Federal Food Minister Cem Özdemir was belligerent: "I don't think it's a good way to make money by ruining our children's health," he said on Monday. At short notice, the Green politician had invited to present his plan for advertising bans on sweet, fat and salty foods. His long-awaited goal: to protect children from advertising for unhealthy foods.
The scope of the planned law goes beyond the rules in Great Britain, which is the first European country to ban such advertising. For example, Özdemir wants to completely ban television advertising for food that does not meet the requirements of the World Health Organization (WHO) between 6 a.m. and 11 p.m. Children's advertising for unhealthy foods in magazines, the Internet, social media and even in influencer videos should also be banned. However, according to Özdemir, his initiative has not yet been agreed in the traffic light coalition.
A coalition dispute is brewing over the proposed legislation. "Blanket bans on advertising, which are supposed to shield children, ignore the real core problems of unhealthy nutrition and are only the second-best solution at best. There is no majority for such a policy, ”said the deputy FDP parliamentary group leader Carina Konrad WELT. Instead, she called for more nutrition coaches in schools, seminars on media skills for children and parents, and more commitment from producers and supermarkets.

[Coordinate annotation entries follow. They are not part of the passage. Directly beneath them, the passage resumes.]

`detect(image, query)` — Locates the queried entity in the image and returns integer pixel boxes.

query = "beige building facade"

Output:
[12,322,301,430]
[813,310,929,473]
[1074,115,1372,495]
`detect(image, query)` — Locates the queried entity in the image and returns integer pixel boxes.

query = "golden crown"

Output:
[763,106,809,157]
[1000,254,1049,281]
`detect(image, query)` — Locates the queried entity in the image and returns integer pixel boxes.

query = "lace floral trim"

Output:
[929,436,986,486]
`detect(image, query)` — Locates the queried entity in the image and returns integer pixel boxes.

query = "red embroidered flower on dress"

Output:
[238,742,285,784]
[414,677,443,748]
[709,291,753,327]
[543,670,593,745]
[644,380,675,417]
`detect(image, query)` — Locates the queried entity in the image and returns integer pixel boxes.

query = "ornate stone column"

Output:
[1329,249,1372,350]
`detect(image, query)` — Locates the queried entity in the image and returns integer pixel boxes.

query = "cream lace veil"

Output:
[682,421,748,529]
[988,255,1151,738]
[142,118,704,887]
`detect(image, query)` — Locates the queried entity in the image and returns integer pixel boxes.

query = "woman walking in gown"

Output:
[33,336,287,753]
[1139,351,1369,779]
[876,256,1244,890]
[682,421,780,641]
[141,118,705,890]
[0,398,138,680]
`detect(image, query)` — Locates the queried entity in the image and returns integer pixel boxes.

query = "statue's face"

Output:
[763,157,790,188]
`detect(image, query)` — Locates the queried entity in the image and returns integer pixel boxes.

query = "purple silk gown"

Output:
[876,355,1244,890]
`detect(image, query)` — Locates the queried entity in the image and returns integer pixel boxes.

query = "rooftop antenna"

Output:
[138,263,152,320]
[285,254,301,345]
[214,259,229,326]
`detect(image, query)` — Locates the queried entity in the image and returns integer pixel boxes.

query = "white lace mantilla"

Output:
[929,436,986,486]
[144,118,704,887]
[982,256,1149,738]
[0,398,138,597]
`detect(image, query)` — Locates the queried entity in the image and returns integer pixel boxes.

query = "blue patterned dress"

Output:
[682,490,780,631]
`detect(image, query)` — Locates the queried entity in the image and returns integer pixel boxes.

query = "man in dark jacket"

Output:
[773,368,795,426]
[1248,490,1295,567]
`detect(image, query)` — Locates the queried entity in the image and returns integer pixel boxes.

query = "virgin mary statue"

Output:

The topic is charged for both coalition partners: while the Greens have been calling for advertising restrictions for a long time, Berlin industry lobbyists from the brand industry and advertising industry have seen the Liberals as a bulwark against such restrictions for years. Even in the fight against advertising bans for tobacco vaporizers, the associations had hoped for the support of the Liberals, who remained in opposition at the time.
FDP politician Konrad now criticizes the criteria chosen by Özdemir. "When it comes to classifying foods as healthy and unhealthy, the WHO limit values cannot be implemented in practice for good reason and have therefore not found their way into the coalition agreement. These turn out to be unworldly, because not even a glass of milk, a fresh raisin roll or certain fruit juices should be advertised in this way.” She called for more intelligent and sensible approaches to be chosen that do not negate the appreciation of many agricultural products.
Özdemir already anticipated such criticism on Monday. The WHO criteria are internationally recognized, he said when presenting his plan. "I'm anything but a ban fanatic," he claimed. He is not planning a general advertising ban for chips and chocolate. Instead, it is about protecting children and relieving parents. "It's perfectly clear to me that I have to reckon with a headwind - I can take it," said Özdemir.
Just a few weeks ago, another attempt by Özdemir failed due to resistance in the coalition: According to WELT information, the VAT reduction for plant-based foods repeatedly proposed by Özdemir disappeared from the key issues paper for the government's nutrition strategy in the departmental coordination with the FDP-led Ministry of Finance. The paper was prepared by the Ministry of Agriculture.
This time Özdemir encountered the expected resistance from industry. The lobbyists warn that the WHO criteria are so strict that 70 to 80 percent of food can no longer be advertised for children. The German food association, for example, said that it was an almost complete advertising ban if television advertising was limited to the night.
In addition, the statement that the industry is ruining children's health is wrong. "Such a malicious statement, which defames an entire industry that employs more than five million people and supplies the population every day, is not worthy of a federal minister. This also gives Cem Özdemir a frightening testimony about his attitude to basic values and the foundations of a social market economy," criticized the association's managing director Christoph Minhoff.
The advertising association ZAW warned of the consequences of the planned advertising ban in the sports environment: "The unsuitable ban policy accepts that the refinancing of media and sports is largely damaged and that competition, including the market success of innovations, is eliminated."
The consumer lobby Foodwatch, on the other hand, welcomed Özdemir's plans. "Now it is important that the law is not watered down within the traffic light coalition - especially by the coalition partner FDP - and that child protection is enforced against the interests of the advertising industry and the junk food industry," said Foodwatch campaigner Luise Molling.
The opposition Union faction is hoping for the opposite. She positions herself against the project. Food politician Christina Stumpp (CDU) warned that according to Özdemir's plan, foods such as tomato ketchup, packaged bread or a variety of dairy products should no longer be advertised on evening family programs or sports broadcasts. The minister has thus joined maximum demands.